Wilson builds upon her mentors’ work and promotes community and service in all that she does. Having witnessed the bipartisan nature of the passage of the ADA, Wilson’s current focus is on promoting civic engagement, ranging from voting and electoral engagement to local letter-writing campaigns that focus on getting a specific road paved in a community.
“We try to do the civic side of what is going on in a community or region. We try to teach people, regardless of age, just how to engage civically, how to work with people in their region or communities,” she said.
Dana Jackson, a recent retiree from the Department of Justice Disability Rights section, praised Wilson’s long history of serving as an advocate for disability rights.
“She worked really hard at HEART to make that organization thrive, and I think with all her interviews and as a media person, she’s really had a voice out there,” he said.
In addition to continuing to run HEART, Wilson is also an author, public speaker, and the host of an iHeartRadio podcast called Building Abundant Success!! With Sabrina-Marie. Her media, live events, writing, and speaking work have helped grow her platform and reach a significantly larger national and international audience.
“As I became an author, I got to be able to speak at different places.
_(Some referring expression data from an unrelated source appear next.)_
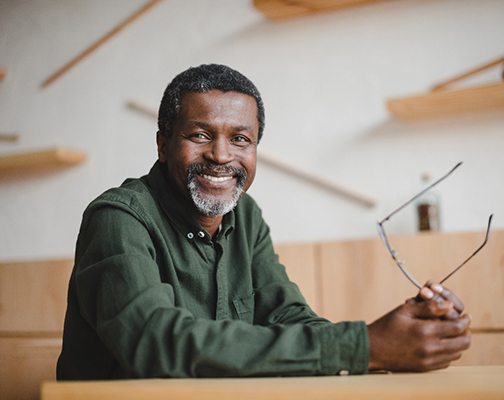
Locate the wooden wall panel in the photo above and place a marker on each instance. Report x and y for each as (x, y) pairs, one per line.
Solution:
(33, 295)
(486, 349)
(300, 260)
(360, 281)
(24, 364)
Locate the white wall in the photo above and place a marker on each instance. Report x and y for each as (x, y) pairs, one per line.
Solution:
(324, 79)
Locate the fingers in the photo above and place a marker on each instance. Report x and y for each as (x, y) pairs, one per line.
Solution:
(440, 302)
(432, 308)
(448, 295)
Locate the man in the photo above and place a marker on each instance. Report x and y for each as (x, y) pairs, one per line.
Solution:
(175, 273)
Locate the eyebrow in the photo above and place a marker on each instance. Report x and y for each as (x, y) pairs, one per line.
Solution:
(206, 125)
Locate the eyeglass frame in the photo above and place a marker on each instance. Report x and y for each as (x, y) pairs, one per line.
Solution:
(394, 254)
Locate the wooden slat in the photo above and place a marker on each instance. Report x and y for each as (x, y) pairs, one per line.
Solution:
(98, 43)
(361, 282)
(318, 181)
(40, 160)
(25, 364)
(33, 297)
(283, 9)
(9, 137)
(446, 102)
(471, 72)
(300, 260)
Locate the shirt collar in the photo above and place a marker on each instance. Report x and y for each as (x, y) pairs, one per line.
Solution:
(177, 208)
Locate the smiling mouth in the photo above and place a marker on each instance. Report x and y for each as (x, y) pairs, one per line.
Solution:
(217, 179)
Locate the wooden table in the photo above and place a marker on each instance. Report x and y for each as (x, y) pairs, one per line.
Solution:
(478, 382)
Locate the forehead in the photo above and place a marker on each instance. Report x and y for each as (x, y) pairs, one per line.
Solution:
(232, 106)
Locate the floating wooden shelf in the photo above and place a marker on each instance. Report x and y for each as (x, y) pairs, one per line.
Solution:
(441, 102)
(283, 9)
(40, 161)
(9, 137)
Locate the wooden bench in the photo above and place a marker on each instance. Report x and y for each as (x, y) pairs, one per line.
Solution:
(343, 280)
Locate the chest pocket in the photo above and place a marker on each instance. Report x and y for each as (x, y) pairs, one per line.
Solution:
(244, 307)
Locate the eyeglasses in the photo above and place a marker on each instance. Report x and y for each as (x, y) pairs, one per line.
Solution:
(395, 256)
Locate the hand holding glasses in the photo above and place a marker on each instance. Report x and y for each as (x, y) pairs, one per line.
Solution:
(393, 253)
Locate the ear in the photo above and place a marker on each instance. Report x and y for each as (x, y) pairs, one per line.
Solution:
(162, 144)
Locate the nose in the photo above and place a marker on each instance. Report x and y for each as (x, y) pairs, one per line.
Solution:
(219, 151)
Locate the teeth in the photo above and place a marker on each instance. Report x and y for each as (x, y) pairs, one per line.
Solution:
(217, 178)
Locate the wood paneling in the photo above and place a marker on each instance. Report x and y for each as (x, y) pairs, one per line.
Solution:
(360, 280)
(457, 383)
(33, 296)
(24, 364)
(486, 349)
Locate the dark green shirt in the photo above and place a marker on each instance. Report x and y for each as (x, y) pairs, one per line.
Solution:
(152, 295)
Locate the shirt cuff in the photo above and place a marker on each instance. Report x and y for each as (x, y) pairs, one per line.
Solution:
(344, 348)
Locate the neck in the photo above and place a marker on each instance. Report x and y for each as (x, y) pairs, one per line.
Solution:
(210, 224)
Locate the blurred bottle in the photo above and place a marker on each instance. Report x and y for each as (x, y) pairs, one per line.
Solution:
(428, 207)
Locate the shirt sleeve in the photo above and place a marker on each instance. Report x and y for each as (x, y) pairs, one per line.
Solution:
(122, 297)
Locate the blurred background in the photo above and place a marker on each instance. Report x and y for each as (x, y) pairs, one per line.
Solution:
(325, 78)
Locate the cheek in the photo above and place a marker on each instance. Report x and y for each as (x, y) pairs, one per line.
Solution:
(250, 167)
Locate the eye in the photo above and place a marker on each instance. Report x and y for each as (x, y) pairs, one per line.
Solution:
(241, 140)
(199, 137)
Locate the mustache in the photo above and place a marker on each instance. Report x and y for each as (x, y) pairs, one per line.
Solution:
(214, 169)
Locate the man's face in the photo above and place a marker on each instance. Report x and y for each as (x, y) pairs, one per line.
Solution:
(211, 154)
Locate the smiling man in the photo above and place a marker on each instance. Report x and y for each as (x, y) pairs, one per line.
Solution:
(175, 273)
And if I was able to bring in a speaker or whatever from Tortola or God knows where, Canada, it helped me be able to reach out even more over the airwaves, as well as physically,” Wilson said.
Reflecting on the current moment, Wilson hopes the disability community focuses on building community beyond online spaces and continues to work together across differences to advance common goals. Ultimately, Wilson encourages disabled people to do what HEART created opportunities for her and her peers to do: connect with one another, lean on one another, and work together to make positive change.
“I think there needs also to be a bit more bonding between the different groups. Not that we all have to do the same thing, but if we’re going through what we’re going through now, we will need each other,” Wilson concluded.